* Vu au Festival du Film de Toronto 2017.
Le défi principal de ce genre de production biographique est de développer une histoire pertinente et touchante, sans tomber dans le larmoyant et l'apitoiement. Stephen Frears a relevé le défi avec distinction; son Victoria and Abdul est attendrissant, poignant et déchirant, mais sans jamais être geignard ou « quétaine ». Le cinéaste a choisi de brosser cette histoire de façon assez conventionnelle, sans fla-fla. Chronologique, linéaire, cohérent, son film ne s'égare pas dans des délires visuels ou narratifs exhaustifs et inutiles. Rien ne vient empiéter sur l'importance de cette histoire d'amitié et de confiance mutuelle entre la Reine d'Angleterre et son serviteur, qu'elle élèvera au rang de conseiller spirituel.
L'étoile de ce film est, sans aucun doute, la brillante Judi Dench. La talentueuse actrice est arrivée à transmettre à son personnage une fragilité et une humanité qu'on associe rarement à la froide et sévère Reine Victoria. Dench possède une prestance suffisante pour nous communiquer la puissance et l'influence du personnage sans même ouvrir la bouche. Rappelons que ce n'est pas la première fois que l'actrice interprète l'impératrice des Indes. Dench a d'ailleurs été nommée aux Oscars pour ce rôle marquant dans le film Mrs Brown en 1998. Mentionnons aussi que l'acteur Ali Fazal se démarque sous les traits de ce jeune Indien sans le sou, qui devient le principal confident de la Reine d'Angleterre.
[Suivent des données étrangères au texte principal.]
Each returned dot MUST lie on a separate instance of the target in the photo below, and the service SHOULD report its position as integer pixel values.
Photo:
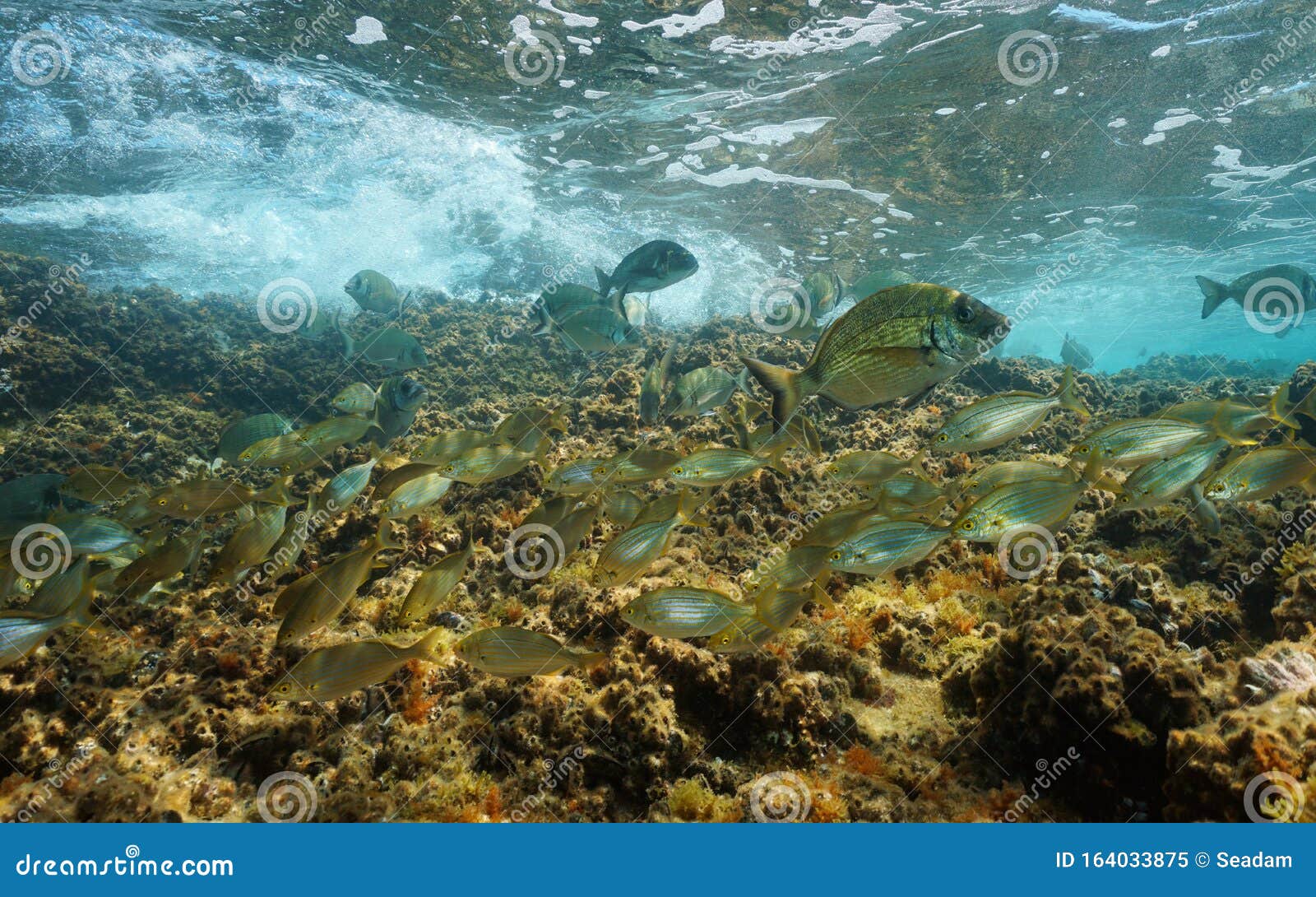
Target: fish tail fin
(782, 383)
(385, 537)
(1282, 407)
(1214, 295)
(428, 643)
(589, 660)
(1066, 395)
(811, 439)
(1224, 431)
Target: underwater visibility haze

Bien que cette histoire en soit une dramatique à plusieurs égards (la solitude de cette femme trop puissante, l'envie malsaine des membres de sa famille et le traitement réservé à Abdul suite à la mort de la souveraine), Stephen Frears est parvenu à y introduire une part de lumière et d'humour bienvenue à son oeuvre. On rit beaucoup plus que ce à quoi on s'attend initialement dans Victoria and Abdul. Probablement qu'on trouve les situations d'autant plus drôles parce qu'on n'avait pas envisagé autant de dérision de la part d'une oeuvre aussi classique dans son approche.
Sans surprise, la direction artistique est fabuleuse. Les costumes - autant les robes somptueuses de la Reine Victoria, que les habits traditionnels indiens - concèdent un raffinement à la production. Les superbes panoramas et les décors opulents contribueront aussi à l'élégance du drame biographique. Malgré tout cet apparat, le film omet de se pencher sur des questions importantes concernant les différences culturelles et les conflits historiques et politiques de l'époque. Le long métrage se veut léger, et c'est peut-être très bien ainsi.
Les amateurs de récits monarchiques, du genre de The Crown, seront certainement charmés par cette proposition sensible et sincère de Stephen Frears. Les férus d'histoire auront certainement des réticences envers ce portrait trop simpliste, mais pour ceux qui aiment les belles histoires, inspirantes et poignantes : Victoria and Abdul possède le charme que vous recherchez.